Die Diskussion auf der Mitgliederversammlung endete mit dem Aus. „Es ergibt keinen Sinn mehr, wenn man wie ein normaler Handwerksbetrieb arbeiten muss, aber die speziellen Qualifikationen fehlen“, schilderte Sauer im Gespräch mit unserer Zeitung. Die lukrativen Aufträge könnten so nicht an Land gezogen werden.

Die Sinnhaftigkeit des Wirkens stellt die Geschäftsführerin ebenso in Frage, obwohl sowohl für die 63-Jährige als auch für zwei weitere ältere Vollzeitarbeitnehmer sowie vier noch vom Jobcenter geförderte Kräfte damit die Arbeitslosigkeit aller Voraussicht nach folgt. Ziel sei eigentlich, die Menschen über zwei Jahre für den ersten Arbeitsmarkt fit zu machen. „Das sehe ich nicht“, vermisst sie die fitten Jugendlichen mit Elan.
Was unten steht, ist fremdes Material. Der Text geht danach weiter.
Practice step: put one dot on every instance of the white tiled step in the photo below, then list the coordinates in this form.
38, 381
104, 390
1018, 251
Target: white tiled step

Ursprünglich war der Verein vor allem gegründet worden, um arbeitslosen Jugendlichen eine Perspektive durch die Tagesstruktur und das Heranführen an Lehre und Anlehre zu bieten. Durch das niederschwellige Kennenlernen von verschiedenen Berufsfeldern konnten laut dem Verein vor allem sozial belastete Jugendliche eine Integration erfahren und viele von ihnen in der Folge eine Berufsausbildung abschließen. Auch weil die Fördergelder im Bereich der Jugendarbeitslosigkeit immer weiter gekürzt wurden, ist das Vereins-Aufgabengebiet im Jahr 2005 ausgeweitet worden. „Durch neue Fördermöglichkeiten konnten jedoch nun auch langzeitarbeitslose ältere Menschen eine oft zeitlich begrenzte Tagesstruktur erfahren und wieder sinnstiftenden Arbeiten nachgehen. Viele von ihnen konnten dadurch die Möglichkeit nutzen, wieder im ersten Arbeitsmarkt Fuß zu fassen“, bilanziert der Verein. Doch auch die Situation bei den Langzeitarbeitslosen habe sich im Laufe der Jahre geändert. Durch veränderte Programme gab es laut Sauer nur noch Wenige, die das Angebot der JWW wahrgenommen haben.

Zuletzt kam noch der Rechtsstreit mit der gekündigten Geschäftsführerin hinzu, der Selbstbereicherung vorgeworfen wurde und mit der im Frühjahr ein Vergleich geschlossen wurde. Sauer: „Das war nicht ganz günstig.“

Der zuvor schon wirtschaftlich an den Abgrund gedrängte Verein sah letztlich keine andere Möglichkeit mehr, als die Arbeit Ende des Jahres einzustellen. Unklar ist noch, ob nur der Wirtschaftsbetrieb aufgelöst wird. So besteht die Überlegung, den Verein bestehen zu lassen, um bei anderen Rahmenbedingungen doch die Jugendwerkstatt wiederzubeleben. Die „Hintertür“ wolle man sich offen womöglich offen lassen, so Sauer.